In a few years Serbia became popular jurisdiction for foreign investors due to various benefits and generally positive investment environment.
Still, among individual entrepreneurs and also among small and middle size enterprises,
especially in case they have fully or partially operated in offshore jurisdictions it is noticeable that certain misconceptions related to Serbian jurisdiction still exist.
Such misconceptions do not, of course, mean that investors think of Serbia as an offshore jurisdictions: it relates to possibilities and obligations towards the state that are often neglected or misunderstood. In order to help our Clients and partners avoid mistakes, we will try to identify and explain most significant differences below.
Lately, even classical offshore jurisdictions started imposing substance rules to resident legal entities. In Serbia, in order to make sure your bank account is stable and in order to make sure you meet all legal requirements for obtainment of residency and work permits for company personnel, you need to have your company registered on a legitimate address and that the address/office is not a virtual one. Throughout bank account opening process bank will require information about the website of the company, personnel and other information regarding company address.

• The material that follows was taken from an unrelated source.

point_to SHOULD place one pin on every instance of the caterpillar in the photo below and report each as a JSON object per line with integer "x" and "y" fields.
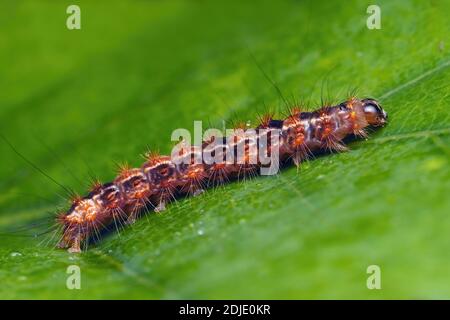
{"x": 162, "y": 179}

Substance rules are not exclusively related to requirements of banks and state authorities, but to AML/CFT procedures that can even be initiated and controlled by correspondent banks.
Accounting, financial and tax rates
Serbian companies are obliged to submit financial and tax reports to corporate registry and Tax Administration. Serbian financial reports are submitted in accordance with relevant international accounting rules.
Serbian personal tax rate is at 10 to 15% and corporate tax rate is at 15% as well. Serbian individuals and companies may be subject to capital gains tax, VAT and withholding tax (in case of payments to foreign legal entities). On the other side, Serbia offers tax incentives in various areas of business, with IT being the most beneficial.
Bank accounts: opening and executing transactions
Keeping in mind that the banks are, together with the central bank of Serbia, responsible for monitoring of transactions and cross-border payments, every transaction must be followed with adequate documentation, explaining legal and financial basis of the transaction and, in case goods are allowed, documentation related to subject goods that is being presented to the bank in the moment transaction takes place and even after the transaction is executed (for example, in case of advance payments for goods).
Payments to physical persons and payments received from physical persons are under special regime that regulates legal, administrative, financial and tax framework into which operations with physical persons must be put. One of the most common misconceptions about Serbian legal entities is that operations with physical persons are not subject to any special rules.
Another important difference is that Serbian companies cannot open accounts in foreign banks without permission given by central bank. Either way, this is a solvable matter.
Legal and transparency
Serbian legislation doesn’t recognize fiduciary services, I. e. nominees in ownership and management structure of the company are not recognized as such. Bearer shares are not allowed in Serbia (foreign companies with bearer shares are considered as high-risk structures in accordance with AML/CFT regulations).
In addition to that, it is mandatory that Serbian companies declare, within a semi-public, internal registry, their beneficial owners. Registered agents and secretaries do not exist as a legal category in Serbia. Serbian companies do not pay yearly renewal fee to the state.
Last but not the least: Serbian company can be registered in less than 3 working days which is on average faster if compared to company registration process in classical offshore jurisdictions.